[tune] Custom contents from worker results directory are not fully synced to cloud
See original GitHub issueWhat is the problem?
When saving files to the results directory on each trainable step on a worker, only the files from first worker iterations get stored to cloud. When I inspect the trial directories in the worker machines, they are empty and I can’t see even the first files that have been synced to cloud.
All the files from the head node get synced as expected.
Ray version and other system information (Python version, TensorFlow version, OS):
$ python --version
Python 3.7.3
$ python -c "import ray; print(ray.__version__)"
0.8.0
Does the problem occur on the latest wheels? Not sure, only tried on the latest 0.8.0.
Reproduction
Run experiment with tune, such that each trainable step writes a file (e.g. an image) to a subdirectory inside the trial directory (e.g. plt.savefig(os.path.join(os.getcwd(), 'subdir', timestep_image_name)

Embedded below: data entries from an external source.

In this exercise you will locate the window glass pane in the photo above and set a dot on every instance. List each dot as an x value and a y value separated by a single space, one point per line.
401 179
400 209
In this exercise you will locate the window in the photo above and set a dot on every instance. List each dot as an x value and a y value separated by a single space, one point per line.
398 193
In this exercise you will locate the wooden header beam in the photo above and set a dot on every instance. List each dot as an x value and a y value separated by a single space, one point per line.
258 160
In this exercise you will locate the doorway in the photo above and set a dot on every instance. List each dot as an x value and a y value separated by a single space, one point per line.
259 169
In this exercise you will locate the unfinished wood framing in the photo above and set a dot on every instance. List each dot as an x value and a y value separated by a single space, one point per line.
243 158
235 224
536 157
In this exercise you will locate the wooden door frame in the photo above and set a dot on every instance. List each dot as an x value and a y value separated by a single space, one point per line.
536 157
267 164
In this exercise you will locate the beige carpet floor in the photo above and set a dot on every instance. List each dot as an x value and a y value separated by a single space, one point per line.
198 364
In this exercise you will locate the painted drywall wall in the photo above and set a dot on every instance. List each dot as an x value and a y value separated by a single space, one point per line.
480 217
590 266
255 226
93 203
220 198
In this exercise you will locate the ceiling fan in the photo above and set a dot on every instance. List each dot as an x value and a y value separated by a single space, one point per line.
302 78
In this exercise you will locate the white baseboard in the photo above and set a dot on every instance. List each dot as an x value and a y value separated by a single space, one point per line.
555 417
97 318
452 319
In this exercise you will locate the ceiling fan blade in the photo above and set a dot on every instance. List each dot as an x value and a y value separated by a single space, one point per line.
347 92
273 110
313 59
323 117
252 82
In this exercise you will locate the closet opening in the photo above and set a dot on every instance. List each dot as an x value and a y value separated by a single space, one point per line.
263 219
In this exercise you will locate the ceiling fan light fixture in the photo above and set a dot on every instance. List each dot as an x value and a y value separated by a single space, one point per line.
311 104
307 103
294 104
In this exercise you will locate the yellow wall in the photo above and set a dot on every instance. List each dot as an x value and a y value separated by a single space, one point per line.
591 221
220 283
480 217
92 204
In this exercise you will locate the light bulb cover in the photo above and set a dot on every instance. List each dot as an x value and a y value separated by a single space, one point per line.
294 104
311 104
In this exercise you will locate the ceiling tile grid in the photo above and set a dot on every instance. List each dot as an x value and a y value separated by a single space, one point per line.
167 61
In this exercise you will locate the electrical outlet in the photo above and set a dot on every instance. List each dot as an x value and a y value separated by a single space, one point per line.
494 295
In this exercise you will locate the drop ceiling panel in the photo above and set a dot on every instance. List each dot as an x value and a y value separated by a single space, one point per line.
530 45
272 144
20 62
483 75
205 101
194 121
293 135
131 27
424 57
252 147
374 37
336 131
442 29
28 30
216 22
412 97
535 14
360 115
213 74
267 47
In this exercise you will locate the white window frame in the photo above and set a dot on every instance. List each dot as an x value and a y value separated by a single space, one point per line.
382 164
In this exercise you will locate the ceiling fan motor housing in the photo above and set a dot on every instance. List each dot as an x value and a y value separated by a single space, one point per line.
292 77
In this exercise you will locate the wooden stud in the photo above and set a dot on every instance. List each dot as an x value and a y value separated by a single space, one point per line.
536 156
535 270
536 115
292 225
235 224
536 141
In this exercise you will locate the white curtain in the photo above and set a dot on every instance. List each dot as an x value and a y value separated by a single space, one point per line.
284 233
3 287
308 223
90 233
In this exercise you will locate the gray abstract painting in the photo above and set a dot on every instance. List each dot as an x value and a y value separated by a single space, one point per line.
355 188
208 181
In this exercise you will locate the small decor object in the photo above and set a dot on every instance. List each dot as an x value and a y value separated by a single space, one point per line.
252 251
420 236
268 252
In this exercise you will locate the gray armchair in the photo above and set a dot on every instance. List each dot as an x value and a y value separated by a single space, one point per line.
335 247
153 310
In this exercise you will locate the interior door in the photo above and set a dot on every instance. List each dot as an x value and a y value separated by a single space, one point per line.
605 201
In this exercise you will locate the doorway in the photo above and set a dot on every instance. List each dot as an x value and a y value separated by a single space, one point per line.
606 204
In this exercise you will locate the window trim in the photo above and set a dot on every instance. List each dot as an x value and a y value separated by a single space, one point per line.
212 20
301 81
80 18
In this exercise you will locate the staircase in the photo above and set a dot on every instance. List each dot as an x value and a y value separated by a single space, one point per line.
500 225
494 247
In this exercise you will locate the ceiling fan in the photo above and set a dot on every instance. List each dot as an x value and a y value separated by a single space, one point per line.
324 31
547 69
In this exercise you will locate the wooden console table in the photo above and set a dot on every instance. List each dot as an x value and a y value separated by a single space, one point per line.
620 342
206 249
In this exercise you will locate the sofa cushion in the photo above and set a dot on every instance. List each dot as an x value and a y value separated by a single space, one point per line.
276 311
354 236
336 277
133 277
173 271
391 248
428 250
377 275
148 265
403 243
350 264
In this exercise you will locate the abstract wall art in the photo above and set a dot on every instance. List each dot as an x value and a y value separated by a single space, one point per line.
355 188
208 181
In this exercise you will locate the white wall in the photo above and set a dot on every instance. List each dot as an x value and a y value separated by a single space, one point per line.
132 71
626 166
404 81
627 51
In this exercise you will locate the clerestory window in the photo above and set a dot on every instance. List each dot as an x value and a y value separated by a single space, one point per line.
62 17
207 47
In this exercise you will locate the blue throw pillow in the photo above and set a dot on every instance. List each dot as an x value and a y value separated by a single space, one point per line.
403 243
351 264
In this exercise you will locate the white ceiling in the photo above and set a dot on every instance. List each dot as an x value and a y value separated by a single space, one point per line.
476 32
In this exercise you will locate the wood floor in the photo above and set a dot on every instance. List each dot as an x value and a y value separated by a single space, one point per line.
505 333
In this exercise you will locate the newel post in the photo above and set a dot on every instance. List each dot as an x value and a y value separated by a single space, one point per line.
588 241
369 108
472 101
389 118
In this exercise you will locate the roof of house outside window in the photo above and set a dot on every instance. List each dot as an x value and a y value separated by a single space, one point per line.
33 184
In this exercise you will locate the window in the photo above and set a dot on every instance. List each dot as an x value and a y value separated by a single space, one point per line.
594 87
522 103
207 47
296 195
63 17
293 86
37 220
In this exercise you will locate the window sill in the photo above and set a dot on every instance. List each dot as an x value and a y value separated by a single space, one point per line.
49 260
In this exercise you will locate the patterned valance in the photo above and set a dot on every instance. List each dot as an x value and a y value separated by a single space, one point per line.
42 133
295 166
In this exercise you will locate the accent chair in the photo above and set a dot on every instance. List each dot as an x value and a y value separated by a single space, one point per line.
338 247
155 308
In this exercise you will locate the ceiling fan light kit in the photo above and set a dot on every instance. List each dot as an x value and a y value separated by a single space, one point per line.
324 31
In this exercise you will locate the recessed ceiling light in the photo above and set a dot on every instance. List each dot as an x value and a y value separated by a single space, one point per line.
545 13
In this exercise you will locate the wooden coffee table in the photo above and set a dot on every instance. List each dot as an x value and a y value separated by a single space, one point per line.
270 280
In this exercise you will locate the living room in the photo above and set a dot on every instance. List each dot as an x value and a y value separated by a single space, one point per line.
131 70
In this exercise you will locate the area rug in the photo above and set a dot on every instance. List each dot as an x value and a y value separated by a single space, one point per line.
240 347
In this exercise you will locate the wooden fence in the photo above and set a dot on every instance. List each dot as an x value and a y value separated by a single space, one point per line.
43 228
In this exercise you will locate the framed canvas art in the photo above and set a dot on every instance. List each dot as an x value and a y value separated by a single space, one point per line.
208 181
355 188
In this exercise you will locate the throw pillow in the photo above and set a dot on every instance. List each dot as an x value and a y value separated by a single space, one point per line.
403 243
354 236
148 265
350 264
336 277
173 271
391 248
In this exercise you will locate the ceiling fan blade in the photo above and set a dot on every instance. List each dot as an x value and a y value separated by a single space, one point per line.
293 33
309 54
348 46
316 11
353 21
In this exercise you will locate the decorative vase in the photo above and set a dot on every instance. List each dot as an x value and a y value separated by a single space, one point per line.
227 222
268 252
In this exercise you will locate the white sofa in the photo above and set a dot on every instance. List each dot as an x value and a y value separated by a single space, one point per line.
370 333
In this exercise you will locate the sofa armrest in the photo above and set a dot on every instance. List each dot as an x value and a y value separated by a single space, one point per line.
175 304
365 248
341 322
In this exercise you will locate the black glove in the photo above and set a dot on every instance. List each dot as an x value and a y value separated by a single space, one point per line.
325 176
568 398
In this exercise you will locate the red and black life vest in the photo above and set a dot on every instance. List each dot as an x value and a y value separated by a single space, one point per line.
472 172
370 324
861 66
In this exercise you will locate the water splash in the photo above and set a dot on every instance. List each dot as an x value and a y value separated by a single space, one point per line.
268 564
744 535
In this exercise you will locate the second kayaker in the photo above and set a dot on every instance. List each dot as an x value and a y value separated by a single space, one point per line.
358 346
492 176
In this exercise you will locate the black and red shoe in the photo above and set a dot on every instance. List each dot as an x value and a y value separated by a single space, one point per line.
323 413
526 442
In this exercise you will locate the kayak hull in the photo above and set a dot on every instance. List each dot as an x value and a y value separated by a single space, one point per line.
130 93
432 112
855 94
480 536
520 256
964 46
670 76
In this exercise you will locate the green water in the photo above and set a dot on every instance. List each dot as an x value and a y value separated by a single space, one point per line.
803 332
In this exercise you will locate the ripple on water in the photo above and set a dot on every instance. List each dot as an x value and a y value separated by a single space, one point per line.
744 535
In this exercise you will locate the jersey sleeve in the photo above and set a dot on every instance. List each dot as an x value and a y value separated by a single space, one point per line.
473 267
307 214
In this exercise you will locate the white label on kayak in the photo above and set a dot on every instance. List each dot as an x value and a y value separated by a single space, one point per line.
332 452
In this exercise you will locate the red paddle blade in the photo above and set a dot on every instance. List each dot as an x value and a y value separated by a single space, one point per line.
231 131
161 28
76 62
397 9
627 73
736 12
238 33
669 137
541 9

)). Run this on cluster with at least 1 worker node. The files from the worker don’t get correctly synced.
Issue Analytics
- State:
- Created 4 years ago
- Comments:7 (7 by maintainers)
Top GitHub Comments
I tested and couldn’t repro fairly recently, I’d recommend just closing this for now and re-opening if anyone sees any issues.
Hmm, not 100% sure actually. I haven’t seen the issue in a while, but it might be because some of my runs are still on the older version of ray.